# Modeling and Simulation 3 - Graph Compression

Graph compression methods aim to reduce the size of a graph while preserving its essential structure and information. Graphs are commonly used to represent relationships between objects, and they can become very large and complex, making them difficult to store and process efficiently. Graph compression methods attempt to address this problem by finding ways to represent the graph using fewer bytes of storage, while still allowing for efficient access and manipulation of the data.

The primary goal of graph compression methods is to reduce the storage space required to represent a graph. This can be important for applications where memory or storage space is limited, such as in mobile devices or embedded systems. Compression can also be useful for transmitting graph data over networks, where reducing the amount of data that needs to be transmitted can lead to faster transfer speeds and lower bandwidth usage.

Another goal of graph compression methods is to improve the performance of graph algorithms. By reducing the size of the graph, it becomes faster and more efficient to perform operations such as graph traversal, shortest path finding, or clustering. This can be particularly important in applications where the graph needs to be processed in real-time, such as in network analysis or recommendation systems.

## The Most Popular Approach - Delta Encoding

Delta encoding or delta compression is a data compression technique that involves encoding the difference between consecutive values instead of encoding each value individually. In other words, it involves storing only the changes or the "delta" between successive values, rather than storing the values themselves.
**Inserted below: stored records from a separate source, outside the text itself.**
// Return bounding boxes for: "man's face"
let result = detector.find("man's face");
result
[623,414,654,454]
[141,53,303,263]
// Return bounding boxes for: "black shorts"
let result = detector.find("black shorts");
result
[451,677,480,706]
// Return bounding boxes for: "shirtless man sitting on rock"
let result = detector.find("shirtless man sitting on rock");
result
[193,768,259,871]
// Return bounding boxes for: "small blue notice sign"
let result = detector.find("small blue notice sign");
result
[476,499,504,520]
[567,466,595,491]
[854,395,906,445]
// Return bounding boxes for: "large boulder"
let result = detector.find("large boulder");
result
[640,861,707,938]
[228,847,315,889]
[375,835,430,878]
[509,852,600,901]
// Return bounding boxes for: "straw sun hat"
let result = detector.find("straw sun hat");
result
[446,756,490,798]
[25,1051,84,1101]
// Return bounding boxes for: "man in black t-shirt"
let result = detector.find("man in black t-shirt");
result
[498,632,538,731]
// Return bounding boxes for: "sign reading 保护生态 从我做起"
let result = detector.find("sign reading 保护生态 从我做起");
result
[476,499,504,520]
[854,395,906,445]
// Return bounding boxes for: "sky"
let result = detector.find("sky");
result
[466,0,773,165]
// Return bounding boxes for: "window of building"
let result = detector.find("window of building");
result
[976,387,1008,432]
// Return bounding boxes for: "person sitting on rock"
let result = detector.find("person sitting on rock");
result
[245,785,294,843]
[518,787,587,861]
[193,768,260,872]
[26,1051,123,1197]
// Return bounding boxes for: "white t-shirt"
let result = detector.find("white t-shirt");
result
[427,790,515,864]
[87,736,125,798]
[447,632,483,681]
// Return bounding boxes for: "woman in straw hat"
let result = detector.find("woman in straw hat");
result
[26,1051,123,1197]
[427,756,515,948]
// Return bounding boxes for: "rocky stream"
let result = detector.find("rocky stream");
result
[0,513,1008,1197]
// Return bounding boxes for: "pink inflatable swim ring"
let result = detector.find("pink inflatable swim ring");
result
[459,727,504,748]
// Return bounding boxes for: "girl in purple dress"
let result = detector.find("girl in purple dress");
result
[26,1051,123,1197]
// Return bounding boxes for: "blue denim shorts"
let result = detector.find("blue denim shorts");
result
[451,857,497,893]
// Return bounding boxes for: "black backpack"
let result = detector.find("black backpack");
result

For example, if we have a sequence of numbers:

*5, 8, 12, 17, 23, 30*

instead of storing each number, we can store the first number, and then store the differences between each subsequent number and the previous one. This would result in the following sequence of delta values: 

*5, 3, 4, 5, 6, 7*

Delta encoding can be useful in situations where the data being compressed has a lot of repetition or small changes between consecutive values. By storing only the changes, it can significantly reduce the amount of data that needs to be transmitted or stored, leading to faster transfer speeds and lower storage requirements. Delta encoding is commonly used in video and audio compression, where successive frames or samples are often very similar to each other. One other high-profile example where delta-encoding is used is [Git](https://teknikaldomain.me/post/how-git-efficiently-transmits-your-changes/).

In graph theory, delta encoding is the most commonly used and most studied method for reducing graph sizes. By storing the graph as an adjacency list, delta encoding can be seamlessly implemented for each list, in order to reduce the total amount of bytes needed to store the graph.

In [21]:
def delta_encode(data):
    compressed = []
    last = 0
    
    # TODO construct the compressed list of elements by appending the deltas between elements

    return compressed

def delta_decode(compressed):
    original_data = []
    last = 0

    # TODO recompose the original data using the list of deltas
        
    return original_data

In [None]:
data = [1, 3, 5, 7, 9, 7, 7]

compressed = delta_encode(data)
print("Deltas: ")
print(compressed)

decompressed = delta_decode(compressed)
print("Original: ")
print(data)
print("Decompressed: ")
print(decompressed)

## Methods of Storing Uncompressed Graphs

### Adjacency Matrix
An adjacency matrix is a way to represent a graph as a matrix, where the rows and columns of the matrix correspond to the vertices of the graph. An entry in the matrix represents the presence or absence of an edge between two vertices.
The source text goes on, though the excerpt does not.